The U.S. Department of Justice is asking a federal judge in South Dakota to not dismiss a lawsuit that tribal members filed against Jackson County in which they claim the county doesn’t give equal voting access to Native American voters. After the November election, the county’s attorneys filed a motion asking U.S. District Judge Karen Schreier in Sioux Falls to toss the case arguing that the lawsuit does not contain proof that the county disenfranchised Native Americans — a protected class under the Voting Rights Act. But the federal agency believes the complaint shows otherwise.
The lawsuit was filed about two months before the election by four members of the Oglala Sioux Tribe who are residents of Wanblee, a town of 725 people on the Pine Ridge Indian Reservation. The plaintiffs argue that the county’s practice of offering only in-person voter registration and in-person absentee voting at the county courthouse in Kadoka discriminates against Native Americans living in the portion of the county that’s within the reservation.

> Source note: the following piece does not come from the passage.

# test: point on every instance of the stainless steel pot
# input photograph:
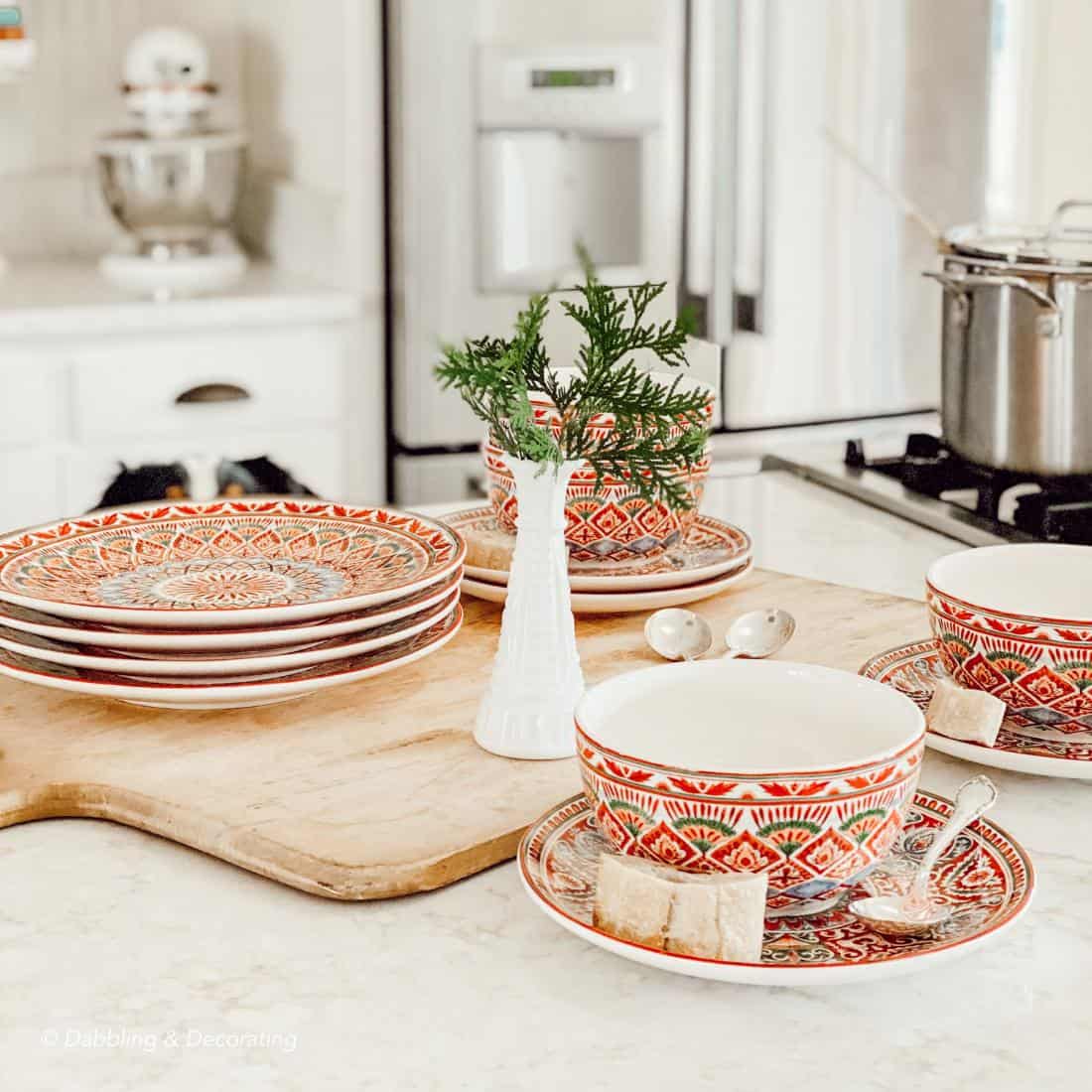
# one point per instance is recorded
(1017, 346)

The lawsuit alleges that Native Americans have to drive twice as far to get to Kadoka as white residents of Jackson County and many factors make the half-hour trip more difficult, the Argus Leader (http://argusne.ws/1xFU9jU ) reported. After the complaint was filed, county officials reversed their initially decision to refuse to open a satellite office for voter registration and early voting in Wanblee, but the change didn’t end the legal battle.